2.5 Research questions
Participants were asked questions that fell broadly under the following categories:
- contextual information about the business and number and type of employees
- perceptions and awareness of the Act and information sources
- impact of the Act on the firm
- views on possible changes to the Act and to the treatment of public holidays.
2.6 Sample
Eleven firms were involved in the research between March and May 2009. The sample incorporated businesses with a range of size and sector characteristics (see Table 1 below). Sample businesses were identified with the assistance of employers' associations and the Department of Labour's regional labour market knowledge managers. All businesses satisfied the following criteria:
- independence - not part of, or owned by, large companies
- employment - employed 1-40 people (the study included one larger employer - of 75 staff - to provide a point of comparison)
- sector - businesses operated in the manufacturing, transport, retail or hospitality sectors.
The sample businesses were located within the Greater Auckland to Greater Wellington area, and the Canterbury region. This criterion was set to ensure diversity of rural/urban areas and to contain the costs of the research.
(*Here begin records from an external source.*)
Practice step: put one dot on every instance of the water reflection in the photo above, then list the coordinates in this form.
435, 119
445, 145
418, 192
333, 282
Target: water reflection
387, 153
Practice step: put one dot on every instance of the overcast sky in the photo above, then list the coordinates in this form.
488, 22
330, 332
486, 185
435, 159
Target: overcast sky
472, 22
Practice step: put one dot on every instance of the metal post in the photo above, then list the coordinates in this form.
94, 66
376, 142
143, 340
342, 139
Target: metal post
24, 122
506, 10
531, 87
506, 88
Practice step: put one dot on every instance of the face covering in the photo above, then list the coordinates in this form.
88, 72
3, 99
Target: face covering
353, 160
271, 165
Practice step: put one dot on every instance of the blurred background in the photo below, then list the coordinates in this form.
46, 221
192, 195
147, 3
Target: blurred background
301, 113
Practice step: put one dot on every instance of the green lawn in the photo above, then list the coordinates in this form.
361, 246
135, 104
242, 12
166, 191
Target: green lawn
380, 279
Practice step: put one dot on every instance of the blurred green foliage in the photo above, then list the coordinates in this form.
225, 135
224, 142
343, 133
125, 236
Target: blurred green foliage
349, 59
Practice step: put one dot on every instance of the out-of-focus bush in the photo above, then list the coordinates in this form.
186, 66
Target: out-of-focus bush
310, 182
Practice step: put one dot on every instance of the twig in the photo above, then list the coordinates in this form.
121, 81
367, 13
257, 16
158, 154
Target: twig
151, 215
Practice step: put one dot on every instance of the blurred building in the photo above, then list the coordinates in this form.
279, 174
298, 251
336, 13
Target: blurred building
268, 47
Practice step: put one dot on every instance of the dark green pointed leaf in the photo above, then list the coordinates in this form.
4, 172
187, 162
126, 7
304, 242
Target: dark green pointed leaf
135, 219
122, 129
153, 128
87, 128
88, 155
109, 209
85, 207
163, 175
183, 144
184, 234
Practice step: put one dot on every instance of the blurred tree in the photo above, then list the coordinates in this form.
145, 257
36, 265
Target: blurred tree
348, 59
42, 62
| Number of employees (excluding owner) |
Length of time (years) current owner has had business |
|
|---|---|---|
| Retail (n=2) | 3 | 10 |
| 7 | 9 | |
| Hospitality (n=3) | 4 | 1 |
| 3 | 2 | |
| 75 | 8 | |
| Transport (n=3) | 2 | 22 |
| 14 | 2 | |
| 37 | 3 | |
| Manufacturing (n=3) | 10 | 45 |
| 3 | 6 | |
| 38 | 3 |
2.7 Limitations of the research
Potential participants in the research were approached through employers' associations and the Department of Labour's regional labour market knowledge managers. Respondents thus self-selected by agreeing to participate. It can be assumed that employers who were knowingly not complying with the Act would be unlikely to agree to participate. Researchers were unable to locate any firm (which met the size and sector criteria) in which employees were paid commission or productivity bonuses. This omits a sector of businesses that has expressed particular dissatisfaction with relevant daily pay under the Act.
Footnotes
[1] The Business NZ-KPMG compliance cost survey seeks to measure the costs of complying with legislative and regulatory requirements as well as respondents’ perceptions of changes in the compliance burden and the helpfulness or otherwise of central and local government agencies. The compliance cost trend score is a sum of the weighted average scores of each of the proportions of respondents selecting ‘large rise,’ ‘modest rise,’ ‘no change,’ ‘modest fall,’ and ‘large fall.’ The higher the score the more costs are perceived to have increased. The maximum possible score is 5 and the minimum possible score is 1. The cost trend score does not attempt to assign a monetary amount. The survey is based on business owners’ recall at a point in time.
[2] Between 2003 and 2008 somewhere between 16 percent (2003) and 40 percent (2004) of respondents have ranked the Act as a compliance cost priority for their business.